Deep learning for in vivo near-infrared imaging

Affiliations

Deep learning for in vivo near-infrared imaging

Zhuoran Ma et al. Proc Natl Acad Sci U S A. .

Abstract

Detecting fluorescence in the second near-infrared window (NIR-II) up to ∼1,700 nm has emerged as a novel in vivo imaging modality with high spatial and temporal resolution through millimeter tissue depths. Imaging in the NIR-IIb window (1,500-1,700 nm) is the most effective one-photon approach to suppressing light scattering and maximizing imaging penetration depth, but relies on nanoparticle probes such as PbS/CdS containing toxic elements. On the other hand, imaging the NIR-I (700-1,000 nm) or NIR-IIa window (1,000-1,300 nm) can be done using biocompatible small-molecule fluorescent probes including US Food and Drug Administration-approved dyes such as indocyanine green (ICG), but has a caveat of suboptimal imaging quality due to light scattering. It is highly desired to achieve the performance of NIR-IIb imaging using molecular probes approved for human use.

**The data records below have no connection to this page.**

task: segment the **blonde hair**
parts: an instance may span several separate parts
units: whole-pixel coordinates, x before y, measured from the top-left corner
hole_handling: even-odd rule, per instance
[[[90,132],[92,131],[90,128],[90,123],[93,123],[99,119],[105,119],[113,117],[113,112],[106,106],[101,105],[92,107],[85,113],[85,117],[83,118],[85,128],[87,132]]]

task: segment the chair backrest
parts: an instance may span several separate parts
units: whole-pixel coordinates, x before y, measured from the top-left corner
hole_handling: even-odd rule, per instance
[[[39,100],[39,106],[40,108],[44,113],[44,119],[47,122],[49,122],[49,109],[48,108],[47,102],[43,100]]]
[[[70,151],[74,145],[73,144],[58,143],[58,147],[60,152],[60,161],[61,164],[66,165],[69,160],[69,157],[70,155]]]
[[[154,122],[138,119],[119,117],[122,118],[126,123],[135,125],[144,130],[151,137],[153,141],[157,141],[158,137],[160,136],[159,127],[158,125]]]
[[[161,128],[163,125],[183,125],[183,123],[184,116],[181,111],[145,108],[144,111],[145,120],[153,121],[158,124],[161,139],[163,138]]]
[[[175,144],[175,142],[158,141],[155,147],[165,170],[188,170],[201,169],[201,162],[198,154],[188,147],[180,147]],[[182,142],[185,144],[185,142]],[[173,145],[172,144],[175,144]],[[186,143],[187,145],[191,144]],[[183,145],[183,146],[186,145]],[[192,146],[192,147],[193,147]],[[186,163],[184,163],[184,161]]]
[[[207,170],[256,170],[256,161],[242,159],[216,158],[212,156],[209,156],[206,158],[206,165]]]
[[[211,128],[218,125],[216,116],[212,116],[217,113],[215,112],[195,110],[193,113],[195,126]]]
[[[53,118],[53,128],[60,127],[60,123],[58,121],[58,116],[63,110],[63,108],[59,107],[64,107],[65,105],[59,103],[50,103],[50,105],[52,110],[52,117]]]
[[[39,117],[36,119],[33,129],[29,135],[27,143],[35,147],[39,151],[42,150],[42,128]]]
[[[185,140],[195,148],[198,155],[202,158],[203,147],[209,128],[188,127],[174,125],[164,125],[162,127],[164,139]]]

Here, we trained artificial neural networks to transform a fluorescence image in the shorter-wavelength NIR window of 900-1,300 nm (NIR-I/IIa) to an image resembling an NIR-IIb image. With deep-learning translation, in vivo lymph node imaging with ICG achieved an unprecedented signal-to-background ratio of >100. Using preclinical fluorophores such as IRDye-800, translation of ∼900-nm NIR molecular imaging of PD-L1 or EGFR greatly enhanced tumor-to-normal tissue ratio up to ∼20 from ∼5 and improved tumor margin localization. Further, deep learning greatly improved in vivo noninvasive NIR-II light-sheet microscopy (LSM) in resolution and signal/background. NIR imaging equipped with deep learning could facilitate basic biomedical research and empower clinical diagnostics and imaging-guided surgery in the clinic.

Keywords: deep learning; near-infrared imaging; second near-infrared window.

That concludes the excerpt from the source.